We have put together six leading centers, about eight to nine different researchers. As well as their academic counterparts overseas to help figure out not only what do we do for the patients here and now, but what’s the real answer to this? The empowerment of understanding clinical care and I’m a clinician is based in the understanding of how do molecules actually work? And what goes wrong in this wonderful miracle of life?

Michael R. Yeaman:

We can’t know exactly where we’re going in terms of understanding this disease. It’s so new that we’re all learning at the same time. Bringing people who have experience in it and insight from other autoimmune conditions but have a focus on NMO is the best chance to discover and develop new medicines and potentially a cure for NMO as efficiently as possible.

Victoria Jackson:

On one of the days in the symposium we had little breakout sessions where everybody gathered at a round table and we had assigned questions and then it was really just free-form exchange of ideas.
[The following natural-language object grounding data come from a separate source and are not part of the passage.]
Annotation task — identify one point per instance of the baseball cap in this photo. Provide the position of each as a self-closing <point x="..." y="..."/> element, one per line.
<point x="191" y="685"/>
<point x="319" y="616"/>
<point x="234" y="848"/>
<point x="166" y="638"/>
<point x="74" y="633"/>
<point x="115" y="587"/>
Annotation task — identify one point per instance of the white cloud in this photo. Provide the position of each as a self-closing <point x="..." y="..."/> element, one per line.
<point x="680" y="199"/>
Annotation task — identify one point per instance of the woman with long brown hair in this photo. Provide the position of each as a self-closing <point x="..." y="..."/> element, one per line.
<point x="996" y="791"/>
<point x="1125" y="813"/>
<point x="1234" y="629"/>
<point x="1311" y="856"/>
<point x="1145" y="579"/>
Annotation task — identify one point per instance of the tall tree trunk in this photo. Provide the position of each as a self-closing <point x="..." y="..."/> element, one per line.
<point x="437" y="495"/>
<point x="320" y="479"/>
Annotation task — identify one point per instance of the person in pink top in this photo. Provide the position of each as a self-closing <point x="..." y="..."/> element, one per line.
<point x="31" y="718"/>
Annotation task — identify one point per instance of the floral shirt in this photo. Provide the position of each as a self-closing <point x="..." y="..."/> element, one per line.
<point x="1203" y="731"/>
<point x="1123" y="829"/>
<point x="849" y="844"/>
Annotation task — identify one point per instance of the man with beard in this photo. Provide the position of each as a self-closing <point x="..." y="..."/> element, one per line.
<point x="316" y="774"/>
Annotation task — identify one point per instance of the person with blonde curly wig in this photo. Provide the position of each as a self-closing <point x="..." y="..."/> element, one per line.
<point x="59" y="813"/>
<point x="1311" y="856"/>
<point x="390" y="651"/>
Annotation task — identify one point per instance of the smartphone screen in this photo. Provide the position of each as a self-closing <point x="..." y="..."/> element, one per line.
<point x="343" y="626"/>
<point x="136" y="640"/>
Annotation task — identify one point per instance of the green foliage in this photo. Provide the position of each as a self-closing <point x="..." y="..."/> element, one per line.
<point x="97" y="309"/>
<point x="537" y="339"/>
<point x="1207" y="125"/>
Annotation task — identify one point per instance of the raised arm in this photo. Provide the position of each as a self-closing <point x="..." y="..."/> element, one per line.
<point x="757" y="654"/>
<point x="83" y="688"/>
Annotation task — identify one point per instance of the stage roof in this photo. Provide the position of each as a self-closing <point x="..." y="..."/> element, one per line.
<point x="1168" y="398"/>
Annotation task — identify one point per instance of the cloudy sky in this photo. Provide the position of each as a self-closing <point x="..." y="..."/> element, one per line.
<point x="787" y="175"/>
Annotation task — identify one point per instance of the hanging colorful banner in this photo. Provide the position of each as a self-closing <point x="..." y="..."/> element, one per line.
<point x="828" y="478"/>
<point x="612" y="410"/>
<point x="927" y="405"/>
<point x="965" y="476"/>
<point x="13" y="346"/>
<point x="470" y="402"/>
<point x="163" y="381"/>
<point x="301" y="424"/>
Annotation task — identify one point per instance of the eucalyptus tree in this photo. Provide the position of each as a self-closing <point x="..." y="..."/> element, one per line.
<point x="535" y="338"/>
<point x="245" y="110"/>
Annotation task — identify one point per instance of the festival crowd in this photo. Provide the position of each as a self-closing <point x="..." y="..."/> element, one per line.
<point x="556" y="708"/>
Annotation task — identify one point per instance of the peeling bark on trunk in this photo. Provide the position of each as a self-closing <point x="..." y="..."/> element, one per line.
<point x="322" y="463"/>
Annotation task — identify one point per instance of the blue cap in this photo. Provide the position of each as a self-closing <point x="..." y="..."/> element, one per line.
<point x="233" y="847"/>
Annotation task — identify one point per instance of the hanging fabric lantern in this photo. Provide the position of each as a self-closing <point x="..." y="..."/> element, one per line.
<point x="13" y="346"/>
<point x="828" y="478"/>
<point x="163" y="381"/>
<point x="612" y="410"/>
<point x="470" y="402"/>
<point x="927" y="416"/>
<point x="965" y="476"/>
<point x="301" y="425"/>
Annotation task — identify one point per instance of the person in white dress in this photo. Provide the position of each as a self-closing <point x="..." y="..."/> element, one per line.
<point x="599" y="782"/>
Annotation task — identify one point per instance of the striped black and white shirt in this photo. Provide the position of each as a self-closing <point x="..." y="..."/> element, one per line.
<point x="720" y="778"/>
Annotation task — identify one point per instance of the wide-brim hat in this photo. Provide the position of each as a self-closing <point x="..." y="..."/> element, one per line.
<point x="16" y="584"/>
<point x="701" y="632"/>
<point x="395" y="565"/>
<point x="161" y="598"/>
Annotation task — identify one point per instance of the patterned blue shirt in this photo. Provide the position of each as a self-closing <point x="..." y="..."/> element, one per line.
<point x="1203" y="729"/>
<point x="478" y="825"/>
And it’s such a great way to just bring out that one idea or thought that somebody hadn’t thought of before.

Claudia Lucchinetti:

Question four, targeting upstream or downstream. I think that’s a critical question because just my bias is that there’s some very critical immunoregulatory events at the get go. If you can define those and dissect that, then you could maybe get in before you’ve gone down that irreversible path. I just think it’s an amazing time to bring these minds together, this work together, these opportunities for collaboration. And I tell NMO patients all the time, we’re closer to curing NMO than we are to MS. we know what the target antigen is. We have ideas about the disease in a unique way, we can define it.

Benjamin Greenberg:

NMO’s on the fast track in terms of our ability to really intervene at the earliest steps of the disease. If we were going to do one clinical study now, I’d say it’s the observational study. Without an inherent need to compare [inaudible], more of an inherent need to define who’s failing each of them and why and move them on to whatever the next drug in the pipeline is going to be.

Sean Pittock:

As we do these studies, we will begin to learn how common is NMO and also begin to get a sense of how often is NMO misdiagnosed as MS? Because remember about 70% of patients that present with NMO were at some point diagnosed with multiple sclerosis.

Candace Coffee:

This is probably the first time that any really legitimate focus has been put on NMO. People who are diagnosed around the time I was, there was so little known about it. And now they’re getting diagnosed sooner, they’re not going to end up with permanent disabilities. It gives me hope in that sense because I think the education and the treatments and just the management of the condition itself, I’ve already seen so much improvement.

Dean Wingerchuk:

But if we had an organization where you could develop standardized protocols and funnel people into different… You could test hypotheses. I guess that’s what’s missing in eculizumab.

Victoria Jackson:

Is it one specific drug you’re meaning getting down to whether it’s the Mayo protocol, which is azathioprine and steroids?

Michael R. Yeaman:

For decades, steroids were used, which are very broad, almost hammers that suppress the immune system. If you compare the use of a steroid to a hammer, now what we’re talking about are monoclonal antibodies that are as finally sharped forceps as you can imagine.

Brian Weinshenker:

We can suppress about 80% of attacks with CellCept, with rituximab, with a variety of different treatments. The key thing is making the diagnosis accurately and early. That’s the single most important thing as far as treatment.

Claudia Lucchinetti:

I see reversibility in the disease. That means something’s happening very early that can reverse. It doesn’t need to go all the way to compliment damaged tissue death.

Victoria Jackson:

Failure’s not an option. So it’s to just keep moving along and really bringing together the best minds and the research to find the cure.